Oct/Nov 2010  •   Reviews & Interviews

It is ourselves we want to be now...

Review by Gilbert Wesley Purdy


The Dangerous Shirt.
Alberto Rios.
Copper Canyon Press. 2009. 116 pp.
ISBN 978-1-55659-298-0.


With The Dangerous Shirt, Alberto Rios continues to write poems predominantly in irregular, unrhymed couplets that give his images a terseness very effective for portraying a campesino mentality that previous commentators have aptly labeled "magical realism." Rios grew up along the Arizona-Mexico border, his grandparents and their pre-air-conditioning, pre-television world were very much a part of his life. They bequeathed him gifts of the sort that many readers feel are lacking from their lives.

It is this that Rios intuits when he writes about a irony inherent in gazing at the stars:

We are looking at older light than our grandparents saw.
They were closer to when things happened out there in the dark.

The sense that an older way of understanding things was younger, more vital, than our own with its science and abstractions, that an earlier kind of knowing is far richer than our own, is persistent in the developed world. We feel alienated from something deeply important for full lives:

It is ourselves we want to be now, rather than that other story,
The story that says ours is a dim, slight porch light in the vastness.

While most of us ignore the feeling by staying busy, buying things, attending therapy, achieving professional goals, a sizable minority find these strategies temporarily effective at best. Belief systems tend to pall over time for those who are infused with the idea of the individual. Commercial systems tend to be disasters from the start.

From time to time poetry feels it has something to offer in this way. For all it would like to be commercially viable again, there is little likelihood of a business plan (Billy Collins aside) and the concomitant disadvantages. The product is portable, the poet necessarily humble.

In The Theater of Night (2006), Rios gave us a mythology of the campesino world in the lives of Clemente and Ventura, his grandparents, and brought it up to the back porch of the present. It is a world poor in wealth but rich in living, a world leavened with sympathetic magic. In The Dangerous Shirt, we see that mythology as it is expressed in all of the poet's daily life.

Much of it is as universal as the childhood memory of leaving school after the final bell which springs to mind when the poet lifts a log to find a roiling mass of ants beneath:

Each of us had a plan not bigger than getting the heck out of there.
It was a good plan, and we were committed to it, running, pushing

As if we had all this time been holding our breath hard underwater...

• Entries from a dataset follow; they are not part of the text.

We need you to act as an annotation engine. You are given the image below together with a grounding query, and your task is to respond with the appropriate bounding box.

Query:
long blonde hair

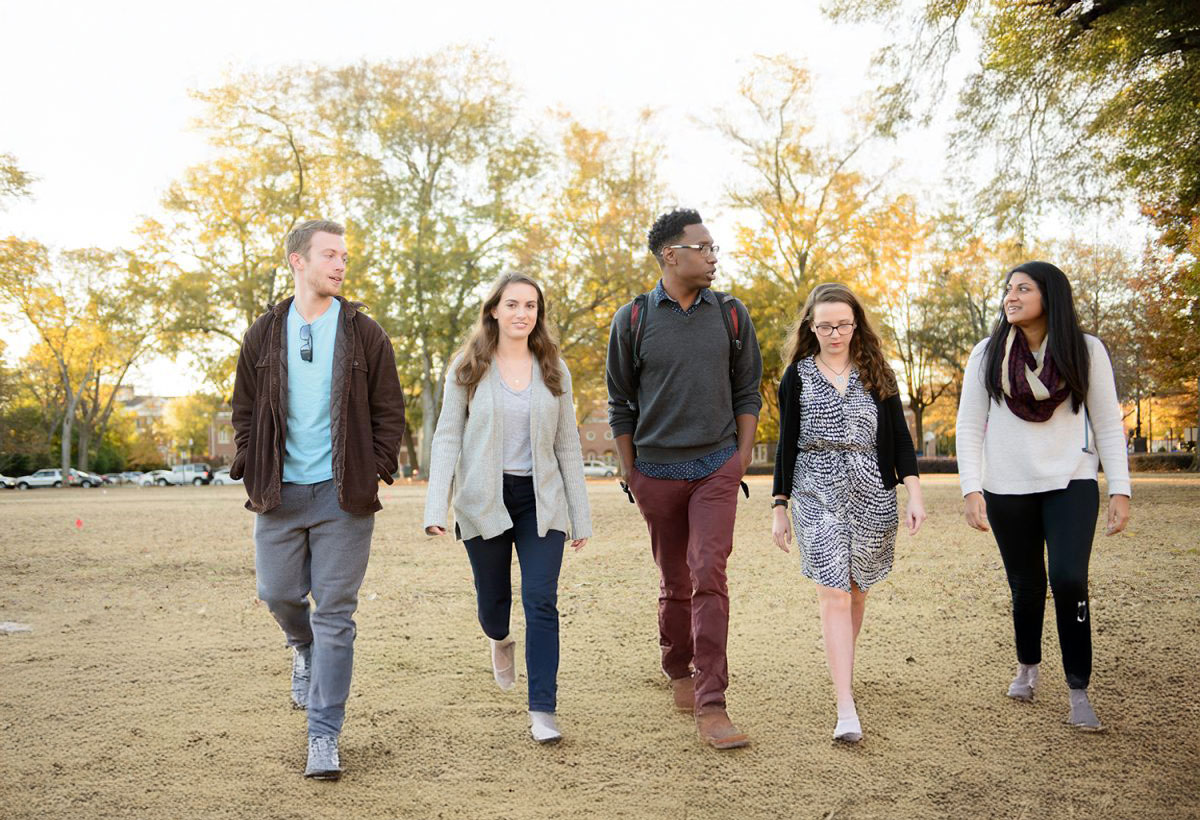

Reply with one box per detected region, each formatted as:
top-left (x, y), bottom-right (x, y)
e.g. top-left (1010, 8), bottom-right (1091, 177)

top-left (782, 282), bottom-right (898, 398)
top-left (454, 273), bottom-right (565, 399)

A thousand zen masters whacking us on the back with sticks could never free us to as full a consciousness as the end of the school year once did. But, with the help of this poet, a swarm of ants can bring back to us what being totally alive to the moment is like.

At the heart of it, however, is the campesino patiently scratching out an existence at the edge of the desert, and nature scratching right along beside him, the two side by side so long, so intent upon the same thing, that they've come to identify with each other. And, on those rare occasions when water comes, when the dream of water comes, couplets bloom into quatrains:

In the desert, water, when there is water, water is the concert:
It makes happen the grass skirt and sport shirt,
Flirting of the coyote and the brown wren, the lizard
That crawls on the hardpan dirt and the hawk come down from the sky.

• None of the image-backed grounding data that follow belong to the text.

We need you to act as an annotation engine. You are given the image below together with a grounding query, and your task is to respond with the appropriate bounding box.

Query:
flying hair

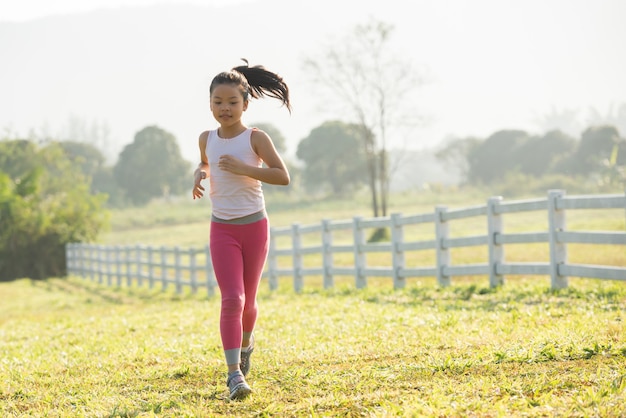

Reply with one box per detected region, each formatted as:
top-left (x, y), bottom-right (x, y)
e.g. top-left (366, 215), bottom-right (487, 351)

top-left (210, 58), bottom-right (292, 113)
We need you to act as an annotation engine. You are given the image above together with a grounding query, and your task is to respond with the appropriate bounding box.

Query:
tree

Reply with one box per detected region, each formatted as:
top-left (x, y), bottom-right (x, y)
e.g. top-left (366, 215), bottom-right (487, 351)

top-left (467, 130), bottom-right (530, 184)
top-left (516, 130), bottom-right (577, 177)
top-left (569, 125), bottom-right (621, 175)
top-left (57, 140), bottom-right (106, 179)
top-left (0, 139), bottom-right (40, 178)
top-left (114, 126), bottom-right (191, 205)
top-left (56, 140), bottom-right (125, 205)
top-left (304, 19), bottom-right (424, 217)
top-left (0, 140), bottom-right (108, 280)
top-left (296, 121), bottom-right (368, 195)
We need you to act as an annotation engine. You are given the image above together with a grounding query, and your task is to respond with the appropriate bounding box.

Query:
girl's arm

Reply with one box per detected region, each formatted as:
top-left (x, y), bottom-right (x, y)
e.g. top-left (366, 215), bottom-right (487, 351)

top-left (192, 131), bottom-right (210, 199)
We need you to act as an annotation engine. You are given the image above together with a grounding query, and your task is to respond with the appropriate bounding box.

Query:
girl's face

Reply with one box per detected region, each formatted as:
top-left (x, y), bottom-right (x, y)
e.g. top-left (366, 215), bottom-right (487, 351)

top-left (210, 83), bottom-right (248, 128)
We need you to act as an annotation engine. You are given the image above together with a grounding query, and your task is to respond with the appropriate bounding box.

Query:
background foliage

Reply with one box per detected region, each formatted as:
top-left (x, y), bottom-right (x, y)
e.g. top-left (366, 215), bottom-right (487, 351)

top-left (0, 140), bottom-right (108, 280)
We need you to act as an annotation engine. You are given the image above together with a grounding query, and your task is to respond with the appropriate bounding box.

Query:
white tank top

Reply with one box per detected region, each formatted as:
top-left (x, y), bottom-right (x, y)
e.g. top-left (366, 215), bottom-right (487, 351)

top-left (205, 128), bottom-right (265, 220)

In the desert, heat makes the asphalt shimmer, heat dreaming
Water even at its work. The pelicans that have lost their way
Find this dream, and mistake it for what it seems to be: In joy, they dive
Into the highway, looking for the black fish of cruelty.

The heat keeps thoughts from getting too full of themselves. It is cruel to those who stray out of their element. Water comes so seldom that one learns not even to think about it and then it comes and the celebration of life.

Over the span of the past three generations of Rios's family, electricity slowly came, and irrigation pipes were slowly laid; but something about the campesino has stubbornly persisted. The incongruence is a poetry and its poet is Alberto Rios. The Dangerous Shirt is filled with the gift those generations bequeathed: a simple and a magical way of being in the world.